关键词: 煤矿电动车辆, 加速踏板, 再生制动, 能量回收, 控制策略

Abstract: A single-pedal regenerative braking control strategy was proposed based on the accelerator pedal for electric vehicles used in coal mine trackless auxiliary transportation, aiming to significantly enhance the regenerative braking energy recovery rate and energy utilization efficiency. Theoretical modeling of the regenerative braking process was conducted based on vehicle braking dynamics and the law of conservation of energy. Considering the structural characteristics of the driving system and accelerator pedal of mine trackless auxiliary electric transportation vehicles, a regenerative braking torque solution model was established based on the accelerator pedal opening. Furthermore, to meet the requirements of high-intensity braking conditions, a regenerative braking torque calculation model was developed for the transition from the accelerator pedal to the brake pedal. The working principles of the control strategy during vehicle acceleration, coasting, and braking were sequentially analyzed. For typical driving cycle conditions, an actual vehicle test was conducted on a chassis dynamometer to evaluate the energy consumption economy of the single-pedal regenerative braking control strategy. The results show that the driving range increases by 41.65 km and 35.86 km under the NEDC and WLTC conditions, respectively. Comprehensive on-road test results demonstrate a smooth transition of regenerative braking torque during the switching between the accelerator and brake pedals, ensuring a seamless acceleration and deceleration processes for the entire vehicles. This paper lays a technical foundation for the optimized development of regenerative braking systems and contributes to the promotion and popularization of coal mine electric vehicles.

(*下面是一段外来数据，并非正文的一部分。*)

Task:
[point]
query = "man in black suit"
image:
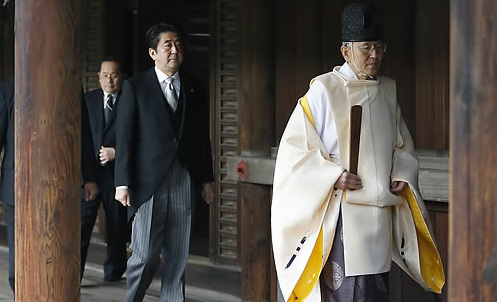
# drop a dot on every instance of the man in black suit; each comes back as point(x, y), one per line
point(102, 104)
point(7, 174)
point(163, 154)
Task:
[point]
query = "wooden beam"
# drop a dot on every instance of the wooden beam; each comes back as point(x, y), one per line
point(473, 81)
point(47, 138)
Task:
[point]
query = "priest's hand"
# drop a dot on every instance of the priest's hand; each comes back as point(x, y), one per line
point(348, 181)
point(397, 186)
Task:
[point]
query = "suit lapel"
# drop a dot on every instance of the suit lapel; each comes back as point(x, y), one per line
point(112, 117)
point(158, 99)
point(96, 112)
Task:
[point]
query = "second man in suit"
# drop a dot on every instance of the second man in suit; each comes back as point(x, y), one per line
point(102, 107)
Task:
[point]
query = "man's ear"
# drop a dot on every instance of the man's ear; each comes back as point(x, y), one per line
point(345, 50)
point(152, 53)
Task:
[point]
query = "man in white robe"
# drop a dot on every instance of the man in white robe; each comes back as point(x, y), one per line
point(379, 210)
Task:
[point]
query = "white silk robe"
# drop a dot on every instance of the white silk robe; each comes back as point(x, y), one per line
point(378, 227)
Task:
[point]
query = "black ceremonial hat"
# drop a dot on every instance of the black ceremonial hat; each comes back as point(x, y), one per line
point(361, 22)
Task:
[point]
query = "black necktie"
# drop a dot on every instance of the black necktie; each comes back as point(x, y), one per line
point(170, 92)
point(109, 104)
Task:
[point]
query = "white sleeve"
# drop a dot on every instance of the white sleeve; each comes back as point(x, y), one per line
point(323, 117)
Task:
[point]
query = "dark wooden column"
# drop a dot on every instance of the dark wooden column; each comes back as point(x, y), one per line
point(47, 138)
point(473, 206)
point(256, 136)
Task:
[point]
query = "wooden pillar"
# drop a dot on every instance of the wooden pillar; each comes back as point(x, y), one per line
point(473, 205)
point(256, 120)
point(47, 138)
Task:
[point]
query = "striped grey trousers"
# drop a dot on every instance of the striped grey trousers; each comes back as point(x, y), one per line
point(162, 225)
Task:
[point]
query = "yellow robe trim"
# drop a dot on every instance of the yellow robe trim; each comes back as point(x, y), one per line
point(312, 270)
point(430, 263)
point(310, 275)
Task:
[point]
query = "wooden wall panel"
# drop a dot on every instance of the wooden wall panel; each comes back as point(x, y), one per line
point(224, 226)
point(432, 74)
point(473, 94)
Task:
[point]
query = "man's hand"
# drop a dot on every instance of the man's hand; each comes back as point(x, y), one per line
point(122, 195)
point(348, 181)
point(106, 155)
point(397, 186)
point(208, 192)
point(91, 190)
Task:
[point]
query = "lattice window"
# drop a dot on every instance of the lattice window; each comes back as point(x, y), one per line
point(226, 74)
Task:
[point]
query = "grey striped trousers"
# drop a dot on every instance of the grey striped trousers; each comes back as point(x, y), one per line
point(162, 225)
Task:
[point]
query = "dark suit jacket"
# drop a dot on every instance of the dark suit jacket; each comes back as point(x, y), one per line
point(148, 141)
point(102, 135)
point(7, 140)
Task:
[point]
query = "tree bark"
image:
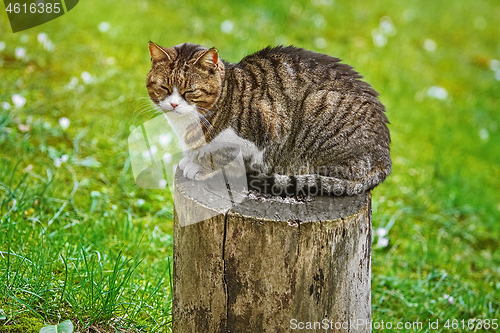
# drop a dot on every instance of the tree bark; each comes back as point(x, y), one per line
point(271, 264)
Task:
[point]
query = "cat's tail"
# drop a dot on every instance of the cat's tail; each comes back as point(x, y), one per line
point(313, 184)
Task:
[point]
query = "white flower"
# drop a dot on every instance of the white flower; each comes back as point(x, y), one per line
point(383, 242)
point(42, 37)
point(437, 92)
point(167, 158)
point(430, 45)
point(162, 183)
point(64, 122)
point(379, 39)
point(18, 100)
point(227, 26)
point(104, 26)
point(20, 52)
point(87, 78)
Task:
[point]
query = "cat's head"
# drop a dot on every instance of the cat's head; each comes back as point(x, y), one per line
point(185, 78)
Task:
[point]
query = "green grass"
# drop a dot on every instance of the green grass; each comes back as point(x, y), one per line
point(87, 244)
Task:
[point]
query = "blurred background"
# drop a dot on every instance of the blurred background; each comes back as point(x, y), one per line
point(80, 241)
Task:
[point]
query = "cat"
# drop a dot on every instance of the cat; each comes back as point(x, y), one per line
point(304, 122)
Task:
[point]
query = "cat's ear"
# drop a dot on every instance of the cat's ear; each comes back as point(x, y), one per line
point(158, 53)
point(209, 58)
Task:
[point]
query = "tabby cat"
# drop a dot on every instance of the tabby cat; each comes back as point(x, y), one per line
point(302, 120)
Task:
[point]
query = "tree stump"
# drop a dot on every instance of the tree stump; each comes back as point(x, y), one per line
point(271, 264)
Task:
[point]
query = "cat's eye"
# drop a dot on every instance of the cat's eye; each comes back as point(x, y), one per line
point(165, 88)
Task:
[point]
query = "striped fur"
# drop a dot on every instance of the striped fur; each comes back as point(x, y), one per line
point(318, 127)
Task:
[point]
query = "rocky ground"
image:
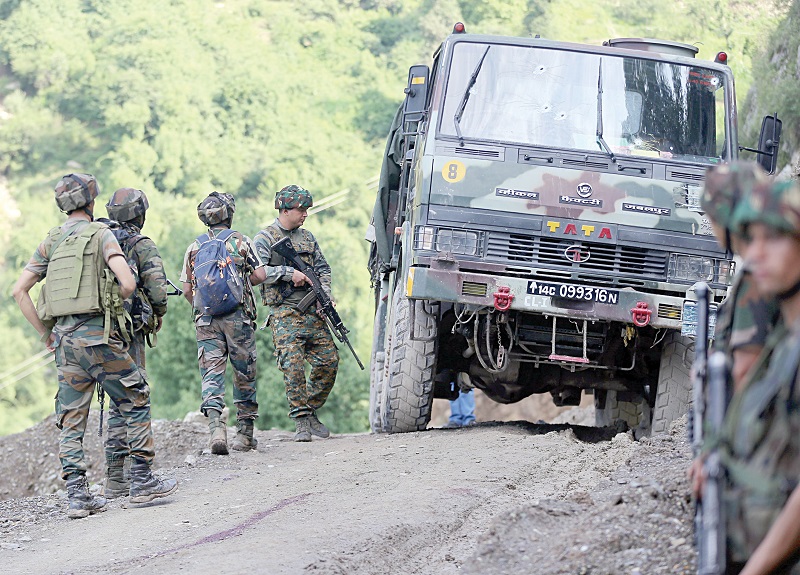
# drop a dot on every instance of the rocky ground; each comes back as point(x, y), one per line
point(497, 498)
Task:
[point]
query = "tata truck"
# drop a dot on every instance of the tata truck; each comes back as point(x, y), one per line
point(538, 226)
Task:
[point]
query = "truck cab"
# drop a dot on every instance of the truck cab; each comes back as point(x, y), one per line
point(538, 227)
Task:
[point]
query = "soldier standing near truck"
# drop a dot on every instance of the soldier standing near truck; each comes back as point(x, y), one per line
point(227, 335)
point(89, 349)
point(760, 439)
point(127, 209)
point(299, 332)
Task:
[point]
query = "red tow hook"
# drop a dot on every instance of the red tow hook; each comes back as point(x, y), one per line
point(641, 315)
point(503, 298)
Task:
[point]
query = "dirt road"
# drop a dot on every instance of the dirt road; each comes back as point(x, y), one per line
point(495, 498)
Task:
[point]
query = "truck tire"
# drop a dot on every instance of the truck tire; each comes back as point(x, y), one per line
point(674, 391)
point(407, 386)
point(636, 414)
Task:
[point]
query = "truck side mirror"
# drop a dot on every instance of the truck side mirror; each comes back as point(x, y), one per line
point(416, 93)
point(768, 142)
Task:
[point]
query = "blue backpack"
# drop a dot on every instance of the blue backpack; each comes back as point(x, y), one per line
point(219, 287)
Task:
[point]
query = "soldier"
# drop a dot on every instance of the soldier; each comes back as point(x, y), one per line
point(298, 333)
point(78, 259)
point(127, 208)
point(746, 317)
point(760, 440)
point(230, 335)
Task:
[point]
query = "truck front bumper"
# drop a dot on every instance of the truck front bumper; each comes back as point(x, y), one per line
point(625, 305)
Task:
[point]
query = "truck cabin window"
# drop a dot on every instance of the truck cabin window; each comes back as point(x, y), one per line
point(581, 101)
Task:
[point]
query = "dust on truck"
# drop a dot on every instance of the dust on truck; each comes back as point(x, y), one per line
point(538, 227)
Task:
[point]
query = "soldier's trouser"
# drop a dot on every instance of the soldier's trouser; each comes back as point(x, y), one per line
point(110, 365)
point(116, 445)
point(301, 337)
point(231, 335)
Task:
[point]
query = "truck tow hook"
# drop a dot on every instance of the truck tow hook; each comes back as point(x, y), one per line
point(503, 298)
point(640, 314)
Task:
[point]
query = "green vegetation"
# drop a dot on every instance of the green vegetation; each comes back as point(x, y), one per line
point(181, 97)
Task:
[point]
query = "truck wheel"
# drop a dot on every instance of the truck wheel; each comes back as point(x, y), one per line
point(407, 386)
point(636, 414)
point(674, 391)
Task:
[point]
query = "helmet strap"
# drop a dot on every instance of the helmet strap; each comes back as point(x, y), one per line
point(80, 182)
point(790, 293)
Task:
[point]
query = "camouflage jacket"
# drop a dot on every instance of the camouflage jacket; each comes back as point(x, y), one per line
point(760, 443)
point(146, 263)
point(745, 317)
point(244, 256)
point(278, 288)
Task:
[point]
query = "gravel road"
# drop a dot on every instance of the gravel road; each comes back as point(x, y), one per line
point(491, 499)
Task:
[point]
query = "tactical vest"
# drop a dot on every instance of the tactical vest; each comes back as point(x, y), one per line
point(757, 448)
point(78, 280)
point(283, 291)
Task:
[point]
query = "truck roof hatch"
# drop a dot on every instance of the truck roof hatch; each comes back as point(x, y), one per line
point(652, 45)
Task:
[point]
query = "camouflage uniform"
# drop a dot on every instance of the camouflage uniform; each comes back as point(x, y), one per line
point(83, 359)
point(298, 336)
point(143, 256)
point(230, 335)
point(760, 439)
point(745, 318)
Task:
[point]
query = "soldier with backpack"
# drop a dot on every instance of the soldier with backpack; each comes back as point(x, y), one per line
point(219, 269)
point(298, 332)
point(126, 210)
point(87, 280)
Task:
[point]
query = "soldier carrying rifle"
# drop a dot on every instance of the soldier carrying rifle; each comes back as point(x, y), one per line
point(298, 331)
point(758, 445)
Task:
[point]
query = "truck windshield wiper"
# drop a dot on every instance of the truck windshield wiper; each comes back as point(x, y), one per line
point(600, 140)
point(465, 97)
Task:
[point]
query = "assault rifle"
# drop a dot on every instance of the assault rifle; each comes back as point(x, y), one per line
point(178, 291)
point(285, 248)
point(711, 523)
point(699, 369)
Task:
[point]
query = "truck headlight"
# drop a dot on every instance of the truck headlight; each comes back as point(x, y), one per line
point(424, 237)
point(457, 242)
point(698, 268)
point(447, 240)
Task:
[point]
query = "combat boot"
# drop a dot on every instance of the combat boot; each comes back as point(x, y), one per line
point(219, 433)
point(244, 440)
point(81, 502)
point(117, 484)
point(145, 486)
point(316, 427)
point(302, 429)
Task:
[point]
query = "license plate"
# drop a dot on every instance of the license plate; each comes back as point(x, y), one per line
point(690, 320)
point(569, 291)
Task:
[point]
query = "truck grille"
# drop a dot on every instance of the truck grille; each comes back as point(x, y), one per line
point(643, 263)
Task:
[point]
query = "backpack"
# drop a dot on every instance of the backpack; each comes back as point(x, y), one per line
point(138, 306)
point(218, 286)
point(79, 281)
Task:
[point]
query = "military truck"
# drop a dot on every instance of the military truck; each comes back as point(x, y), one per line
point(538, 227)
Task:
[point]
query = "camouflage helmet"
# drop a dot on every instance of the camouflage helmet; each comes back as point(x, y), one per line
point(293, 197)
point(776, 206)
point(74, 191)
point(127, 204)
point(725, 185)
point(216, 208)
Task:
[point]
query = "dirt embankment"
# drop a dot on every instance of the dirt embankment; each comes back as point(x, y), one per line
point(492, 499)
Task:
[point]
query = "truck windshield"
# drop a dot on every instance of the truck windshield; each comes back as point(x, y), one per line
point(546, 97)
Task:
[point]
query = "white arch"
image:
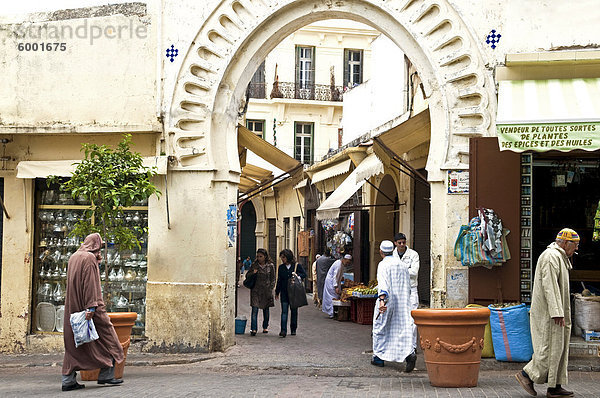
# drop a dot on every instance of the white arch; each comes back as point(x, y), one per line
point(239, 34)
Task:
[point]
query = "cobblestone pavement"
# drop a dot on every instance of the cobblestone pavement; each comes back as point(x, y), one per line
point(327, 358)
point(195, 381)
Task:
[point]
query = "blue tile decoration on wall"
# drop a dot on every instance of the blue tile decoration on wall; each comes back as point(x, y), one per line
point(172, 53)
point(493, 38)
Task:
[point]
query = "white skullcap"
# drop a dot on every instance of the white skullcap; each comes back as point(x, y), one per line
point(386, 246)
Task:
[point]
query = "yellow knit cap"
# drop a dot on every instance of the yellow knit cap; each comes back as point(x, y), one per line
point(568, 234)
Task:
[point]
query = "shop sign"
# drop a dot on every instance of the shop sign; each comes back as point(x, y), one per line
point(458, 181)
point(546, 137)
point(231, 225)
point(457, 284)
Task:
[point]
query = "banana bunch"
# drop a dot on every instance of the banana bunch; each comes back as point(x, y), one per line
point(366, 290)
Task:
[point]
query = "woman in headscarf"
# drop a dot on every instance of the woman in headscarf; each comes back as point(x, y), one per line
point(285, 271)
point(261, 295)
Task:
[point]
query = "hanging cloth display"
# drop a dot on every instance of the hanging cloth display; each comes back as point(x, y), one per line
point(596, 234)
point(483, 241)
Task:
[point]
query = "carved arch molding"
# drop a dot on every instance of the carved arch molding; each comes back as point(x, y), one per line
point(238, 35)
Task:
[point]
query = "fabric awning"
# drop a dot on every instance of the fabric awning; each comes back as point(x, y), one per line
point(331, 171)
point(330, 208)
point(273, 155)
point(65, 168)
point(554, 114)
point(409, 134)
point(301, 184)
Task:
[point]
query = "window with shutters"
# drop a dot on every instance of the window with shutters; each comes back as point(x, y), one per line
point(257, 88)
point(353, 67)
point(256, 126)
point(272, 238)
point(305, 72)
point(286, 233)
point(296, 233)
point(303, 148)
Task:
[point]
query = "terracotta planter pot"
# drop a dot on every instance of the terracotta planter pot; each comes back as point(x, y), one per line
point(452, 341)
point(123, 323)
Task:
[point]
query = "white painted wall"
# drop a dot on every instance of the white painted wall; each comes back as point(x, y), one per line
point(329, 38)
point(382, 97)
point(106, 77)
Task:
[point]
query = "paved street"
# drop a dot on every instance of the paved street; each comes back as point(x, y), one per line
point(326, 359)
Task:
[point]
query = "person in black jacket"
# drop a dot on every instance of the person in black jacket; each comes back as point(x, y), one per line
point(286, 268)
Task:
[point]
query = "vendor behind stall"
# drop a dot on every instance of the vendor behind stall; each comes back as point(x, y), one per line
point(332, 288)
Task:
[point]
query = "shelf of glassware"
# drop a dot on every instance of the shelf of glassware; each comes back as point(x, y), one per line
point(526, 228)
point(127, 271)
point(126, 285)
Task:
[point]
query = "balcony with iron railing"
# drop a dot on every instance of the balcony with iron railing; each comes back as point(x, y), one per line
point(288, 90)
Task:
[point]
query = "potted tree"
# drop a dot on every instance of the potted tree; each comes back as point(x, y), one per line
point(111, 180)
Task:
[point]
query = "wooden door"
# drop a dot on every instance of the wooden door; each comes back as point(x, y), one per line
point(494, 179)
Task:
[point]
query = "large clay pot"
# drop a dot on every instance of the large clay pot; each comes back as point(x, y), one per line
point(452, 341)
point(123, 323)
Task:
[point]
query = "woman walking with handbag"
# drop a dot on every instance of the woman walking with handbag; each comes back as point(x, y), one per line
point(287, 269)
point(261, 294)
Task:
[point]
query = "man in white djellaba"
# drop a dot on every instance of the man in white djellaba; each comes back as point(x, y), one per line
point(392, 322)
point(333, 281)
point(410, 259)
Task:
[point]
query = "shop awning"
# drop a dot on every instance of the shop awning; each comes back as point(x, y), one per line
point(331, 171)
point(544, 115)
point(330, 208)
point(301, 184)
point(263, 165)
point(273, 155)
point(65, 168)
point(409, 134)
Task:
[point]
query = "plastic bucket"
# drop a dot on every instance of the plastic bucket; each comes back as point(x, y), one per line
point(240, 325)
point(488, 345)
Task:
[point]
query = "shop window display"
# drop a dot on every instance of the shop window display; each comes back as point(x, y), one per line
point(125, 287)
point(339, 235)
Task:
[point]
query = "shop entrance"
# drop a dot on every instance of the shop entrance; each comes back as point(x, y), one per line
point(422, 235)
point(566, 193)
point(247, 235)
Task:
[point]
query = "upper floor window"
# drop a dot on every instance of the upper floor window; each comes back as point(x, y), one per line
point(353, 67)
point(305, 67)
point(257, 88)
point(303, 148)
point(256, 126)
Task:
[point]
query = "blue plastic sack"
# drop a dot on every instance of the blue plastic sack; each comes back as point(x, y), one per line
point(511, 334)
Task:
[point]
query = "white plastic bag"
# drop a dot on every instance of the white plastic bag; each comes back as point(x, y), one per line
point(84, 330)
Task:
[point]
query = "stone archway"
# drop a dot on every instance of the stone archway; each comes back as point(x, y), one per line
point(240, 33)
point(232, 42)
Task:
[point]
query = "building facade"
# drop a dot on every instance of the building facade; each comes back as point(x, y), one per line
point(176, 77)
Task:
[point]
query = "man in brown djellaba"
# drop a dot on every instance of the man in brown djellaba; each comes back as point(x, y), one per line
point(84, 294)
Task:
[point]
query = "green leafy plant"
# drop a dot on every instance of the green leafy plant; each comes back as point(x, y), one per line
point(111, 180)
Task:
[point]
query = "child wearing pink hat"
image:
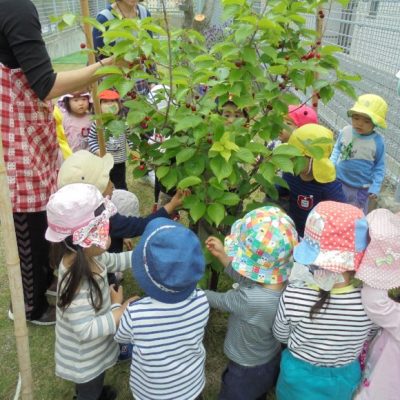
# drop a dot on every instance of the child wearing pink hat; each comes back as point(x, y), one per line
point(320, 315)
point(88, 310)
point(380, 272)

Key words: , coal mine electric vehicle, accelerator pedal, regenerative braking, energy recovery, control strategy

中图分类号:

U469
TP273

任志勇1, 2, 3, 石琴1, 4, 闫凯2, 3. 煤矿电动车辆单踏板再生制动效能分析[J]. 中国机械工程, 2025, 36(02): 209-219.

REN Zhiyong1, 2, 3, SHI Qin1, 4, YAN Kai2, 3. Analysis of Single Pedal Regenerative Braking Efficiency of Coal Mine Electric Vehicles[J]. China Mechanical Engineering, 2025, 36(02): 209-219.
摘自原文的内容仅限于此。